Actually solving a problem involves both a creative part and a routine part. It is sometimes possible to separate the creative part from the routine part. Consider the Minsky solution. We can tell a person,
Starting with the diagonal next to an excluded square, compute how many dominoes project from each diagonal to the next diagonal.
This proved to be adequate for a sample of one veterinarian. This is a kind of program, but it doesn't need a termination condition, because the termination is apparent to the problem solver. It is harder to tell whether it is close to the form in which the solution was discovered, although it looks close.
When we consider expressing the creative idea to a computer program, it would be most convenient to tell it a fact or to tell it an executable program. I know of no-one who has tried to make computer programs that can accept a fragment of a program as above as the non-routine part of the solution to the problem.

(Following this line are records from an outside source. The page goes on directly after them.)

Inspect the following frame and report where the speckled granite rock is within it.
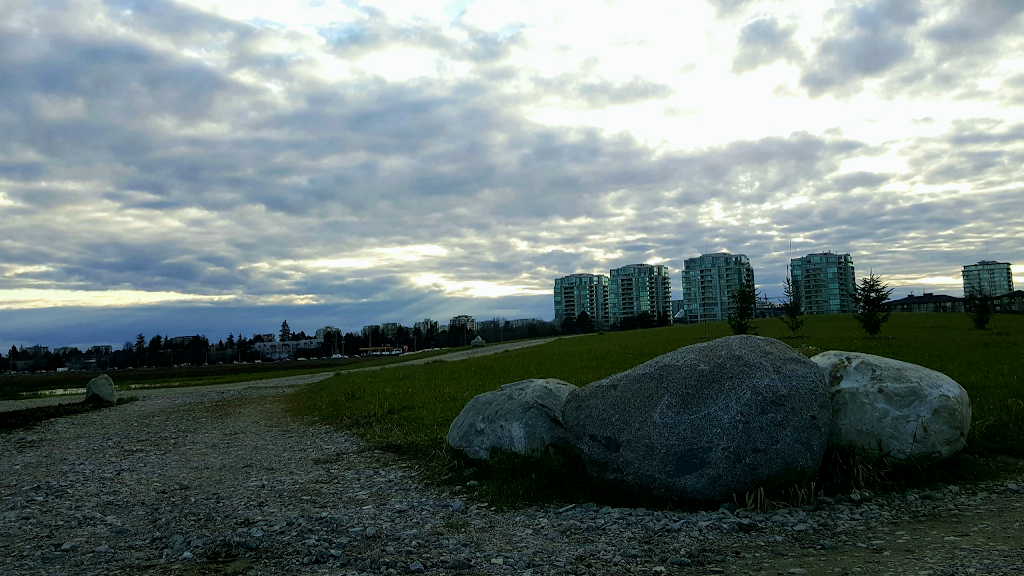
[563,336,829,500]
[85,374,114,402]
[447,378,577,460]
[811,351,971,461]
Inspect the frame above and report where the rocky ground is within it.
[0,358,1024,576]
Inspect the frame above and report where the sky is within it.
[0,0,1024,349]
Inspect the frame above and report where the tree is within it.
[964,290,995,330]
[778,278,807,336]
[850,272,893,336]
[728,280,758,334]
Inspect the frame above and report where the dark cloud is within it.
[732,17,804,74]
[0,2,1024,344]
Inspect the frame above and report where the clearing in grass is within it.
[290,314,1024,503]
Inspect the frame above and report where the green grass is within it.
[0,348,456,400]
[289,314,1024,504]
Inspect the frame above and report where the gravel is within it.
[0,364,1024,576]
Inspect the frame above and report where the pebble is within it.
[0,368,1024,576]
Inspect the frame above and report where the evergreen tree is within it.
[728,281,758,334]
[964,290,995,330]
[779,278,807,336]
[851,272,893,336]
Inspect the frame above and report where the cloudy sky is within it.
[0,0,1024,347]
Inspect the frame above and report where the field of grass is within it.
[290,314,1024,499]
[0,348,452,400]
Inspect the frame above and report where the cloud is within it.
[732,17,804,74]
[0,0,1024,343]
[534,72,675,109]
[800,0,923,96]
[708,0,751,17]
[925,0,1024,46]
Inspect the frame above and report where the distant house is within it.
[993,290,1024,314]
[882,292,964,313]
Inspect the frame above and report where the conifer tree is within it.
[851,272,893,336]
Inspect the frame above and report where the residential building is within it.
[994,290,1024,314]
[882,292,964,313]
[963,260,1014,296]
[509,318,544,328]
[314,326,341,342]
[790,252,857,316]
[672,298,686,324]
[449,314,479,332]
[253,339,323,360]
[682,252,754,324]
[413,318,440,334]
[608,264,672,324]
[18,344,50,358]
[554,274,608,328]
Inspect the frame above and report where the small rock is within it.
[85,374,114,402]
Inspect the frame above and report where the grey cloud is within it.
[0,1,1024,344]
[534,73,674,108]
[732,17,804,74]
[708,0,751,17]
[800,0,923,96]
[833,172,893,192]
[925,0,1024,45]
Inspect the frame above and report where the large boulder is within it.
[562,335,829,500]
[447,378,577,460]
[811,351,971,461]
[85,374,114,402]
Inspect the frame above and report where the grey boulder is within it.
[446,378,577,460]
[85,374,114,402]
[811,351,971,461]
[562,335,829,500]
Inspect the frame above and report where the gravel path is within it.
[0,340,1024,576]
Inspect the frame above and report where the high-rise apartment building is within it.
[682,252,754,324]
[555,274,608,328]
[964,260,1014,296]
[608,264,672,324]
[790,252,857,316]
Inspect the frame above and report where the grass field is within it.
[290,314,1024,498]
[0,348,456,400]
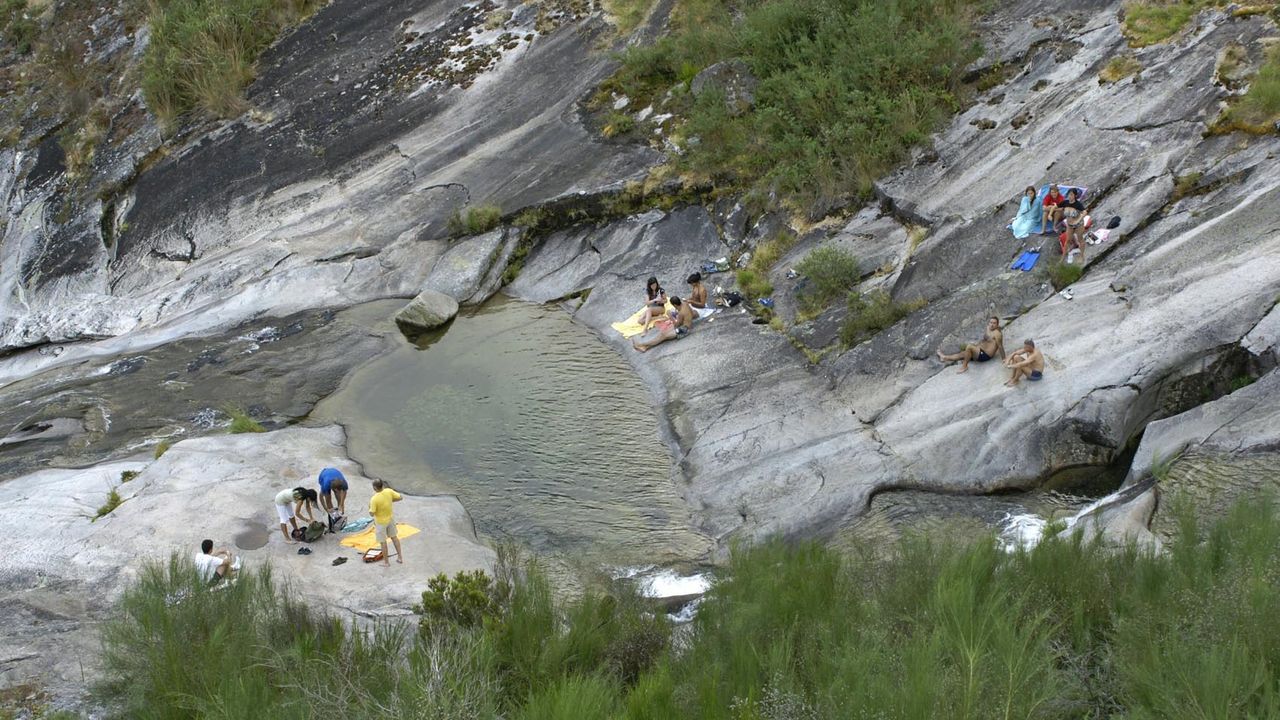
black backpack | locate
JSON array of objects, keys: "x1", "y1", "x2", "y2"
[{"x1": 302, "y1": 520, "x2": 325, "y2": 542}]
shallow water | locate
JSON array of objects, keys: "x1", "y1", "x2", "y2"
[{"x1": 312, "y1": 299, "x2": 709, "y2": 562}]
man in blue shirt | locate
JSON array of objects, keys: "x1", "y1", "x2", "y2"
[{"x1": 320, "y1": 468, "x2": 347, "y2": 515}]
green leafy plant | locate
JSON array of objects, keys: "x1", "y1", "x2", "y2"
[
  {"x1": 223, "y1": 405, "x2": 266, "y2": 434},
  {"x1": 449, "y1": 202, "x2": 502, "y2": 234},
  {"x1": 796, "y1": 245, "x2": 861, "y2": 315},
  {"x1": 840, "y1": 290, "x2": 925, "y2": 347}
]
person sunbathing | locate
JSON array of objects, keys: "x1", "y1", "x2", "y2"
[
  {"x1": 640, "y1": 278, "x2": 667, "y2": 331},
  {"x1": 1005, "y1": 338, "x2": 1044, "y2": 387},
  {"x1": 631, "y1": 296, "x2": 694, "y2": 352},
  {"x1": 938, "y1": 315, "x2": 1005, "y2": 373},
  {"x1": 1041, "y1": 184, "x2": 1065, "y2": 234}
]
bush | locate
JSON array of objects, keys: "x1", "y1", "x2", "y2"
[
  {"x1": 1215, "y1": 45, "x2": 1280, "y2": 135},
  {"x1": 1098, "y1": 55, "x2": 1142, "y2": 82},
  {"x1": 449, "y1": 204, "x2": 502, "y2": 234},
  {"x1": 796, "y1": 245, "x2": 861, "y2": 315},
  {"x1": 142, "y1": 0, "x2": 324, "y2": 127},
  {"x1": 93, "y1": 488, "x2": 124, "y2": 520},
  {"x1": 840, "y1": 290, "x2": 925, "y2": 347},
  {"x1": 602, "y1": 0, "x2": 980, "y2": 205},
  {"x1": 224, "y1": 405, "x2": 266, "y2": 434},
  {"x1": 1044, "y1": 260, "x2": 1084, "y2": 290}
]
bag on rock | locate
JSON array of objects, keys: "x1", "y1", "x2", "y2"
[
  {"x1": 302, "y1": 520, "x2": 324, "y2": 542},
  {"x1": 329, "y1": 510, "x2": 347, "y2": 533}
]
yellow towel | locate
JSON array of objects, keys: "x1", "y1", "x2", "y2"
[
  {"x1": 609, "y1": 302, "x2": 676, "y2": 337},
  {"x1": 338, "y1": 523, "x2": 422, "y2": 552}
]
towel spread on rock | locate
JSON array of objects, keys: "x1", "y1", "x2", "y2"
[
  {"x1": 609, "y1": 302, "x2": 676, "y2": 337},
  {"x1": 1009, "y1": 188, "x2": 1048, "y2": 240},
  {"x1": 338, "y1": 523, "x2": 422, "y2": 552}
]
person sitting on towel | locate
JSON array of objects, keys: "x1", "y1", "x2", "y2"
[
  {"x1": 631, "y1": 296, "x2": 694, "y2": 352},
  {"x1": 1005, "y1": 338, "x2": 1044, "y2": 387},
  {"x1": 196, "y1": 538, "x2": 236, "y2": 585},
  {"x1": 938, "y1": 315, "x2": 1005, "y2": 373},
  {"x1": 1041, "y1": 184, "x2": 1064, "y2": 234},
  {"x1": 685, "y1": 273, "x2": 707, "y2": 310}
]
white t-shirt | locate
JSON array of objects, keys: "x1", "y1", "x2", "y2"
[{"x1": 196, "y1": 552, "x2": 223, "y2": 583}]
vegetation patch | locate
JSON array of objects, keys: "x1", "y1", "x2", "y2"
[
  {"x1": 796, "y1": 245, "x2": 861, "y2": 316},
  {"x1": 449, "y1": 202, "x2": 502, "y2": 236},
  {"x1": 223, "y1": 405, "x2": 266, "y2": 434},
  {"x1": 840, "y1": 290, "x2": 927, "y2": 347},
  {"x1": 100, "y1": 497, "x2": 1280, "y2": 720},
  {"x1": 595, "y1": 0, "x2": 980, "y2": 208},
  {"x1": 1213, "y1": 44, "x2": 1280, "y2": 135},
  {"x1": 142, "y1": 0, "x2": 324, "y2": 127},
  {"x1": 1044, "y1": 260, "x2": 1084, "y2": 290},
  {"x1": 1098, "y1": 55, "x2": 1142, "y2": 82},
  {"x1": 93, "y1": 488, "x2": 124, "y2": 520}
]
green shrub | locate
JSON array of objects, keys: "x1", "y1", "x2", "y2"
[
  {"x1": 1124, "y1": 0, "x2": 1215, "y2": 47},
  {"x1": 449, "y1": 202, "x2": 502, "y2": 234},
  {"x1": 142, "y1": 0, "x2": 324, "y2": 127},
  {"x1": 796, "y1": 245, "x2": 861, "y2": 314},
  {"x1": 1215, "y1": 45, "x2": 1280, "y2": 135},
  {"x1": 223, "y1": 405, "x2": 266, "y2": 434},
  {"x1": 602, "y1": 0, "x2": 980, "y2": 205},
  {"x1": 413, "y1": 570, "x2": 500, "y2": 633},
  {"x1": 840, "y1": 290, "x2": 925, "y2": 347},
  {"x1": 93, "y1": 488, "x2": 124, "y2": 520},
  {"x1": 0, "y1": 0, "x2": 40, "y2": 55},
  {"x1": 1044, "y1": 260, "x2": 1084, "y2": 290}
]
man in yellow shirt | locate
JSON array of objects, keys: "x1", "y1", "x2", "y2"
[{"x1": 369, "y1": 480, "x2": 404, "y2": 568}]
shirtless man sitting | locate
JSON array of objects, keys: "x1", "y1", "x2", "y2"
[
  {"x1": 1005, "y1": 338, "x2": 1044, "y2": 387},
  {"x1": 938, "y1": 315, "x2": 1005, "y2": 373},
  {"x1": 631, "y1": 296, "x2": 694, "y2": 352}
]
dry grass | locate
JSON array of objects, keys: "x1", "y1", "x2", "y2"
[{"x1": 1098, "y1": 55, "x2": 1142, "y2": 82}]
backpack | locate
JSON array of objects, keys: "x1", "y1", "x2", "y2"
[
  {"x1": 329, "y1": 510, "x2": 347, "y2": 533},
  {"x1": 302, "y1": 520, "x2": 324, "y2": 542}
]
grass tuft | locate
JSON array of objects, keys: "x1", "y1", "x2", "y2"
[
  {"x1": 142, "y1": 0, "x2": 324, "y2": 128},
  {"x1": 449, "y1": 202, "x2": 502, "y2": 236},
  {"x1": 840, "y1": 290, "x2": 927, "y2": 347},
  {"x1": 1212, "y1": 44, "x2": 1280, "y2": 135},
  {"x1": 93, "y1": 488, "x2": 124, "y2": 520},
  {"x1": 796, "y1": 245, "x2": 861, "y2": 315},
  {"x1": 1044, "y1": 260, "x2": 1084, "y2": 290},
  {"x1": 595, "y1": 0, "x2": 980, "y2": 208},
  {"x1": 223, "y1": 405, "x2": 266, "y2": 434},
  {"x1": 1098, "y1": 55, "x2": 1142, "y2": 82}
]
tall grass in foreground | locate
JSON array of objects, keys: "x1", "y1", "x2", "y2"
[
  {"x1": 105, "y1": 500, "x2": 1280, "y2": 720},
  {"x1": 142, "y1": 0, "x2": 325, "y2": 126},
  {"x1": 603, "y1": 0, "x2": 979, "y2": 210}
]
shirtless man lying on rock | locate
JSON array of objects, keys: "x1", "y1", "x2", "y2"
[
  {"x1": 938, "y1": 315, "x2": 1005, "y2": 373},
  {"x1": 1005, "y1": 338, "x2": 1044, "y2": 387}
]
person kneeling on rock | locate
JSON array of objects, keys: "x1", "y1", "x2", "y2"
[
  {"x1": 1005, "y1": 338, "x2": 1044, "y2": 387},
  {"x1": 631, "y1": 296, "x2": 694, "y2": 352},
  {"x1": 275, "y1": 488, "x2": 302, "y2": 544}
]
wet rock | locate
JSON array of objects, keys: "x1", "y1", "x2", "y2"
[
  {"x1": 396, "y1": 290, "x2": 458, "y2": 336},
  {"x1": 689, "y1": 59, "x2": 759, "y2": 115}
]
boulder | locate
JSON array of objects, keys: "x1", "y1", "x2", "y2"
[
  {"x1": 689, "y1": 59, "x2": 759, "y2": 115},
  {"x1": 396, "y1": 290, "x2": 458, "y2": 334}
]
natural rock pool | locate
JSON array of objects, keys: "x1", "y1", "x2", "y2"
[{"x1": 311, "y1": 299, "x2": 710, "y2": 564}]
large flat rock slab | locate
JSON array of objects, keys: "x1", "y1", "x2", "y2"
[{"x1": 0, "y1": 427, "x2": 494, "y2": 687}]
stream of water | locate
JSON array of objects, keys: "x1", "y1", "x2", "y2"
[{"x1": 311, "y1": 299, "x2": 709, "y2": 564}]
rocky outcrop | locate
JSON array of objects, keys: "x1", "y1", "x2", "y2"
[
  {"x1": 0, "y1": 428, "x2": 494, "y2": 697},
  {"x1": 396, "y1": 290, "x2": 458, "y2": 334}
]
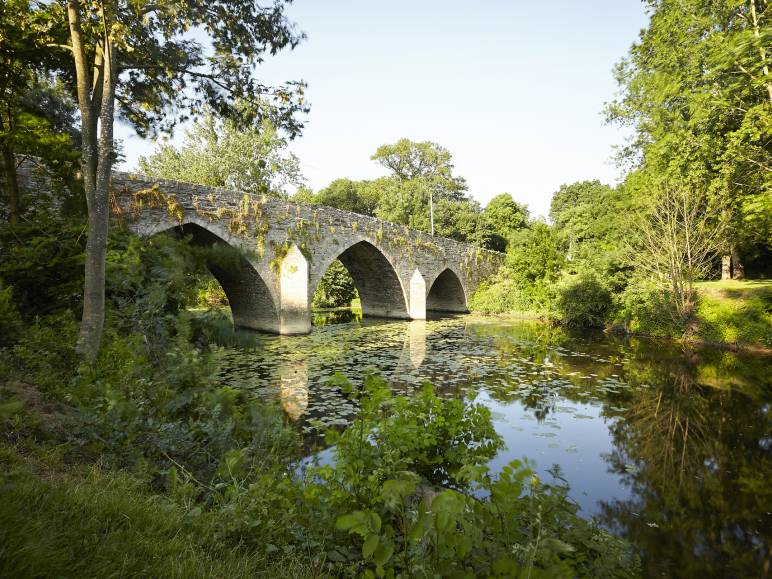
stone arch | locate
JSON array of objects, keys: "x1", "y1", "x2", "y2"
[
  {"x1": 310, "y1": 240, "x2": 409, "y2": 319},
  {"x1": 426, "y1": 268, "x2": 469, "y2": 312},
  {"x1": 150, "y1": 221, "x2": 280, "y2": 333}
]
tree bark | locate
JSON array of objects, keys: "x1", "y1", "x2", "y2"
[
  {"x1": 2, "y1": 142, "x2": 20, "y2": 224},
  {"x1": 721, "y1": 255, "x2": 732, "y2": 280},
  {"x1": 67, "y1": 0, "x2": 115, "y2": 362},
  {"x1": 732, "y1": 245, "x2": 745, "y2": 280}
]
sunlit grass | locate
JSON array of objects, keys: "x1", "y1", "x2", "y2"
[{"x1": 697, "y1": 280, "x2": 772, "y2": 348}]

Here's a try at expressing concisely the idea of the Winograd solution. It seems to be longer and to involve more than one idea.
Starting with the top row, compute the parity of the number of dominoes projecting down out of each row. Consider the parity of the sum. Repeat going horizontally starting with the left column. Compute the parity of the total number of dominoes compared to the sum of the two parities.
According to a 1999 personal communication, the idea can be expressed more concisely. Winograd got the idea as a result of seeing a movie about the Socratic method in mathematics education. A student said something like, ``An odd number of dominoes project down from the top row and an odd number down from the second row to the third ...''. At this point the teacher interrupted the student and led him by the Socratic method to the standard solution. Winograd wondered whether the student's original idea could be pushed through, and this led to the solution.
Looking at it this way, the creative idea seems to be
Note that an odd number of dominoes project from the top row to the second and continue from there.
Presumably not everyone would be able to push the argument through, because at some point you have to notice that although you get no contradiction from determining that there are an odd number of vertical dominoes, you also get an odd number of horizontal dominoes and an even number of dominoes altogether. Thus the notion of creative solution seems to depend on the ability available to push an idea through.
Winograd idea can also be pushed through when two squares of the same color are removed any where on the board. If one starts at the top and computes the successive parities, there is a jog in parity when an excluded square is encountered. Taking into account the jog one gets an answer as to the parity of the number of vertical dominoes. For some pairs of excluded squares, the parity turns out to be even. However, the parity turns out, it will be the same going horizontally.
The Winograd idea can then be expressed more abstractly.
Successively compute the parity of the number of vertical dominoes projecting from each row to the next.
The Stefanuk solution seems to involve two ideas. The first is to label the squares starting from an arbitary square. The second is like the Minsky solution, namely
Starting with n=1, compute how many dominoes project from the set of squares labelled n to the squares labelled n+1.
In this section I have striven for concise expressions of the creative idea. The reason is to establish that there is one idea in each of the cases. Obviously it will be easier to make computers come up with creative solutions if the idea of the solution is just one thing--whatever kind of thing that may be.